As industries become more comfortable with 3D-printers, the next frontier for the technology goes beyond printing plastics to metals and eventually human tissue.
Xplorer 3D, a Pakistani startup which now has its headquarters in the UAE, is already experimenting with different materials and the company has its sights set on printing human tissue.
Launched in 2013 as a 3D-printing services company, founder and managing director Tayyab Alam initially found it difficult to “get the word out”.
“We were passionate about it so we stuck with it for some time. By 2015, we were in Dubai and in 2017 we expanded to Saudi Arabia,” says Alam.
The company now produces 3D-printers which are assembled in Pakistan for the manufacturing, healthcare, education, defence and fashion industries, with more than 50 different 3D-printing models which it uses to customise products for specific requirements.
“We can print metal, titanium, which caters to a lot of different industries including aerospace and defence,” says Alam. “3D-printing is an integral part of the manufacturing process.”
Using 3D-printers to create prototypes helps reduce costs and time spent by up to 90 per cent according to Alam. A 3D rendering of the product is uploaded onto the printer which begins printing each layer.
“Before 3D-printing, manufacturers weren’t able to prototype their ideas, they’d get moulds from China which is expensive,” says Alam. “Right now, we are manufacturing things and buying things. In the future we will be downloading products.”
3D-printing technology first appeared in the late 1970s and is now an industry worth $7 billion according to the Wohlers Report.
Dubai made headlines around the world in 2016 when it printed the first office space with plans for a quarter of the emirate’s buildings to be 3D-printed by 2030.
Meanwhile Lebanon’s Buildink developed a 3D-printer which prints cement blocks and Jordan’s ROW prints prosthetic limbs for Syrian amputees.
Beyond the Middle East, US-based Modern Meadow is developing technology that cultures meat using healthy muscle and skin cells that continue to grow and divide naturally to form meat that is free from animal cruelty. It is an innovative way to tackle the issue of food security and climate change caused by breeding livestock for consumption. The company has already succeeded in printing leather using animal DNA.

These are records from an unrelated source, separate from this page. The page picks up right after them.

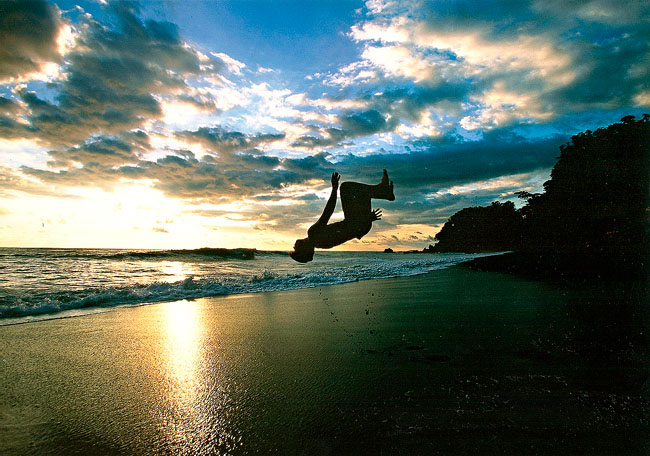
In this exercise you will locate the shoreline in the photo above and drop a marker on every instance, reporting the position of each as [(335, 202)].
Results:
[(450, 362), (82, 311)]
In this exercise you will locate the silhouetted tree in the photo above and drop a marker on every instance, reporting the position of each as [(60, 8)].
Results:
[(596, 202), (480, 229)]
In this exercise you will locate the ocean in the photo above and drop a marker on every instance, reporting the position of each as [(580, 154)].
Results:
[(38, 284)]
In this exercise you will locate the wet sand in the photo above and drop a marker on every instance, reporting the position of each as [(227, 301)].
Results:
[(451, 362)]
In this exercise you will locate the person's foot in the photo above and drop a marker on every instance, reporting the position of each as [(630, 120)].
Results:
[(386, 187), (384, 177)]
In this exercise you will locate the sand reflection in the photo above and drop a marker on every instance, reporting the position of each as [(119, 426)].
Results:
[(183, 346), (198, 416)]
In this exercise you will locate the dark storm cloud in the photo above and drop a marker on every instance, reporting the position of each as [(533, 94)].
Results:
[(389, 105), (224, 142), (112, 78), (28, 33), (607, 42), (103, 150)]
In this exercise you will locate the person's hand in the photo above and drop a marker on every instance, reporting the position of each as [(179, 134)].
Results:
[(335, 179)]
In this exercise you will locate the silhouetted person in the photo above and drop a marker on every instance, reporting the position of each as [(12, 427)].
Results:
[(355, 199)]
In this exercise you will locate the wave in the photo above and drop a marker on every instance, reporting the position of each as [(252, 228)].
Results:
[(179, 255), (38, 304), (202, 254)]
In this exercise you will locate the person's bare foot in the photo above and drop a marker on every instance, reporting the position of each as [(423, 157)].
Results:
[(384, 177), (386, 187)]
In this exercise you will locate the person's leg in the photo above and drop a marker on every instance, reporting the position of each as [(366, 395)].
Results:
[(383, 190), (355, 197)]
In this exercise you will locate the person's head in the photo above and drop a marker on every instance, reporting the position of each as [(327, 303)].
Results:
[(303, 251)]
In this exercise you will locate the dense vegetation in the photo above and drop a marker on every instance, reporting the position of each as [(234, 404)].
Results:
[(595, 203)]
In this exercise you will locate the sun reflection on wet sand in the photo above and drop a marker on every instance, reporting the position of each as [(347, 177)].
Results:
[(183, 339), (197, 417)]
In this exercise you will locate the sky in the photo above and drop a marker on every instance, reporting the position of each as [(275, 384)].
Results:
[(187, 124)]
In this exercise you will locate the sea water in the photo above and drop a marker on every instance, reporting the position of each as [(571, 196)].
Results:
[(40, 284)]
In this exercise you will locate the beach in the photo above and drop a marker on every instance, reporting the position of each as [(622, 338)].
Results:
[(454, 361)]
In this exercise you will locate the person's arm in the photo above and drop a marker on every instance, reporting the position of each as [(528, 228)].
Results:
[(331, 202)]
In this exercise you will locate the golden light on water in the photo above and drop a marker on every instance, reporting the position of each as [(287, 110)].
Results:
[(198, 418), (183, 345)]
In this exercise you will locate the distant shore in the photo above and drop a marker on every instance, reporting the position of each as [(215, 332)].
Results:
[(564, 266)]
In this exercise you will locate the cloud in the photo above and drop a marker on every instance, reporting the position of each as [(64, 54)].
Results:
[(225, 143), (519, 62), (113, 79), (28, 37)]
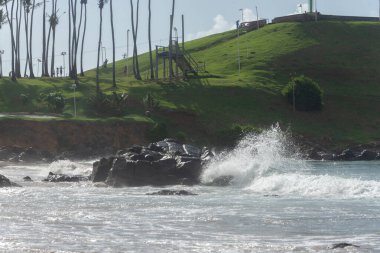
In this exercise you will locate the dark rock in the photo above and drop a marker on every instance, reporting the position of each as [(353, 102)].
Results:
[(173, 193), (162, 163), (5, 182), (135, 149), (27, 179), (58, 178), (101, 169), (221, 181), (346, 155), (367, 155), (155, 147), (343, 245)]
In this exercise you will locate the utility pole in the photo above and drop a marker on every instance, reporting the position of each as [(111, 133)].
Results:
[(1, 63), (238, 45), (64, 64), (257, 16), (128, 48)]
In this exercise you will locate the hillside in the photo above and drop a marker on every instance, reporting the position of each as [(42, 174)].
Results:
[(343, 57)]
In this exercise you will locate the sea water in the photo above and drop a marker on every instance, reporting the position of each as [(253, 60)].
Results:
[(277, 202)]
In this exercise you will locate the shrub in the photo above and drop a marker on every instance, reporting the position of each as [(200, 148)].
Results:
[(307, 94), (150, 103), (113, 105), (158, 132), (54, 100)]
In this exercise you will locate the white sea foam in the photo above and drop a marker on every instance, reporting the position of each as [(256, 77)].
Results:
[(269, 163), (68, 167)]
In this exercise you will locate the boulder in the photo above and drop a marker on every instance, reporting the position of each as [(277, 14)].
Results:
[(173, 193), (343, 245), (100, 169), (58, 178), (27, 179), (346, 155), (5, 182), (367, 155), (166, 162)]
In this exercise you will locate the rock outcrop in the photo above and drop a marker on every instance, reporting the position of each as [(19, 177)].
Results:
[(5, 182), (166, 162)]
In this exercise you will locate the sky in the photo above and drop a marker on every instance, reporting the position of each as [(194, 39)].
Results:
[(202, 18)]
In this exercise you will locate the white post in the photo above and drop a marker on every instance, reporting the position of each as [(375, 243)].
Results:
[(74, 86), (257, 16), (127, 49)]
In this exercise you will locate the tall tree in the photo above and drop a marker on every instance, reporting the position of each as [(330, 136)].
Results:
[(136, 68), (10, 20), (54, 20), (171, 43), (44, 39), (113, 48), (101, 6), (150, 42), (83, 3)]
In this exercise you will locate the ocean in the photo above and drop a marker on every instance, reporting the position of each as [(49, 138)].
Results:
[(277, 202)]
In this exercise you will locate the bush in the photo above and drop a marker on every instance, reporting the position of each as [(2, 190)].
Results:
[(158, 132), (54, 100), (307, 94), (150, 103), (113, 105)]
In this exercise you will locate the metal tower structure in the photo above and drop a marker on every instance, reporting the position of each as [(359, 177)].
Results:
[(311, 4)]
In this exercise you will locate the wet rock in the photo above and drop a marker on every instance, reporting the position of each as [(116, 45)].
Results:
[(367, 155), (167, 162), (27, 179), (5, 182), (58, 178), (173, 193), (343, 245), (221, 181), (346, 155), (100, 169)]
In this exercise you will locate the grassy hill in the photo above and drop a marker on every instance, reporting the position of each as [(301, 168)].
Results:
[(343, 57)]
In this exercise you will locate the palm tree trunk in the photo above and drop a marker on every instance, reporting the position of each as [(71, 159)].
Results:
[(84, 34), (31, 73), (171, 43), (113, 48), (99, 44), (26, 22), (43, 38), (10, 21), (150, 43)]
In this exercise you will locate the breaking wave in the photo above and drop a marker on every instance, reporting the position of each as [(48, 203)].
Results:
[(270, 163)]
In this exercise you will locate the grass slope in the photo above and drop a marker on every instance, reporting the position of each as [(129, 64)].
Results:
[(343, 57)]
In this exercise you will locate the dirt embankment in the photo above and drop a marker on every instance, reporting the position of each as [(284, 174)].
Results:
[(61, 136)]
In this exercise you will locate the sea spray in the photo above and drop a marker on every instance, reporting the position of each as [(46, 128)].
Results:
[(255, 156), (271, 164)]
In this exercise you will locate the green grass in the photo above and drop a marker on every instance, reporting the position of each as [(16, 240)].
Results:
[(343, 57)]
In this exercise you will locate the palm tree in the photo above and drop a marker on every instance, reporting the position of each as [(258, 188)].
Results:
[(101, 6), (150, 42), (171, 43), (113, 48), (136, 68), (83, 2), (53, 20)]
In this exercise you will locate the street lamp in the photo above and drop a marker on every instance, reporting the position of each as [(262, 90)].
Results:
[(74, 86), (64, 64), (128, 31), (242, 15), (1, 63), (38, 66)]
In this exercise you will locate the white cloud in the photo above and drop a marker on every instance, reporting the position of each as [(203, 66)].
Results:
[(220, 25)]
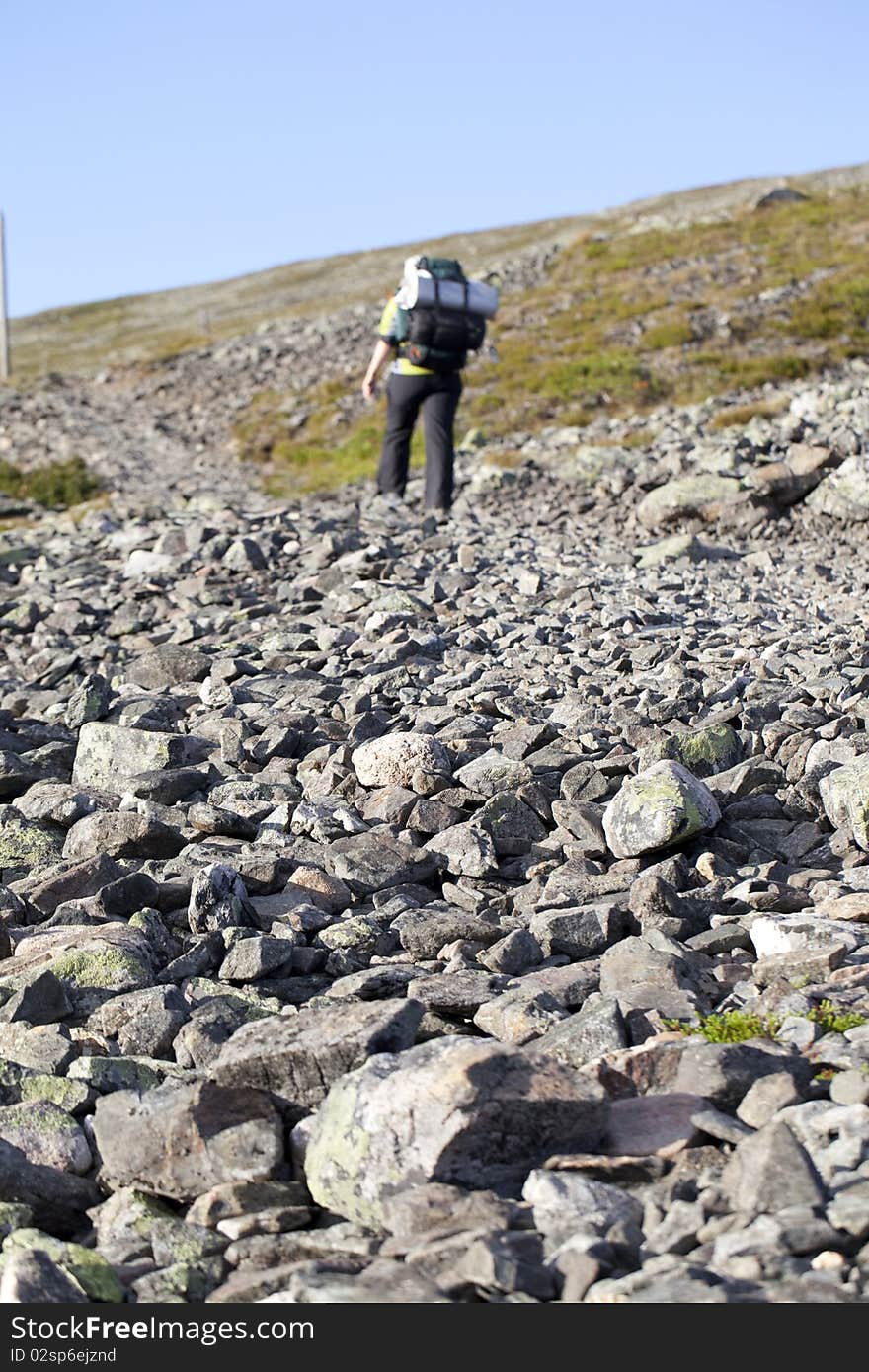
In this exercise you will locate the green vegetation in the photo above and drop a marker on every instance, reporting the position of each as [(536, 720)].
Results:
[(324, 452), (55, 486), (729, 1027), (739, 1026), (625, 319), (619, 324), (832, 1020)]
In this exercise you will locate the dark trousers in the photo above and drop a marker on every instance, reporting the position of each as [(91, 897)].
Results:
[(438, 398)]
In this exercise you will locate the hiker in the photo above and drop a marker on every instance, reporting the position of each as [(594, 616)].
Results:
[(432, 323)]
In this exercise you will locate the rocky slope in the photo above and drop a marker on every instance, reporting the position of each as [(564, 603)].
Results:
[(364, 877)]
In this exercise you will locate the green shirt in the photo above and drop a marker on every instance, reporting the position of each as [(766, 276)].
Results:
[(387, 333)]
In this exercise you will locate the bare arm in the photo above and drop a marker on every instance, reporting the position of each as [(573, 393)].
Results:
[(382, 351)]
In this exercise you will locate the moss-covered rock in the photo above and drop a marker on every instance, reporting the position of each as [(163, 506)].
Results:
[(45, 1135), (14, 1217), (702, 495), (846, 492), (84, 1265), (108, 755), (846, 799), (27, 845), (108, 1075), (69, 1095), (703, 751), (658, 808), (456, 1110), (125, 1223)]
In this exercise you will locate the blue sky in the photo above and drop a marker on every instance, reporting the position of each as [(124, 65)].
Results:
[(164, 143)]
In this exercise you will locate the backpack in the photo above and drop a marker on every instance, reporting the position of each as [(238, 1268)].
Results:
[(439, 330)]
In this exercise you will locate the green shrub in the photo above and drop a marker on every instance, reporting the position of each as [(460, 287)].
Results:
[(55, 486), (832, 1020), (729, 1027)]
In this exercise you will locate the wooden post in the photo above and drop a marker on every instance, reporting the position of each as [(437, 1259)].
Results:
[(4, 326)]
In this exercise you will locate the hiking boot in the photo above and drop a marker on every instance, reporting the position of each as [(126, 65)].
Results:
[(386, 501)]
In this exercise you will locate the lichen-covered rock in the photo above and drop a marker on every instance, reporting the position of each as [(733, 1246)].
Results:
[(85, 1266), (298, 1058), (218, 900), (123, 1224), (46, 1135), (109, 753), (465, 850), (453, 1110), (844, 493), (493, 773), (414, 760), (657, 808), (183, 1140), (704, 751), (699, 495), (27, 845), (58, 1199), (846, 799)]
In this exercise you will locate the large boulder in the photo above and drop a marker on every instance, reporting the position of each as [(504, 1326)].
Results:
[(846, 799), (702, 495), (183, 1140), (109, 753), (296, 1058), (714, 748), (658, 808), (414, 760), (454, 1110)]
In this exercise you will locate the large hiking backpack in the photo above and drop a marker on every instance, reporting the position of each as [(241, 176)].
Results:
[(440, 315)]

Spain’s Novameat has succeeded in 3D-printing the world’s first meat-free steak using plant proteins.
While the Middle East has found innovative uses for 3D-printing, much of it has been used for manufacturing purposes, but this is changing according to Alam who believes the next opportunity for 3D-printing is in human tissue to print organs.
As populations age, the supply of organs has waned while demand has risen. Printing organs, cartilage and skin tissue is one way to address the issue.
“For something like a kidney transplant, which is one of the most common, you have to match the tissue with the donor,” says Alam.
The likelihood of finding the right donor is slim and as many as 7 million people die from kidney failure around the world according to the World Health Organisation (WHO).
“Within the next five to eight years, you can visit a doctor, who will take your blood sample and feed the gene formation into a 3D-printer and within a week or so, you will have a 3D-printed kidney,” says Alam. “It’s a world we’re moving towards, the number of problems with the human body is growing and we need a solution.”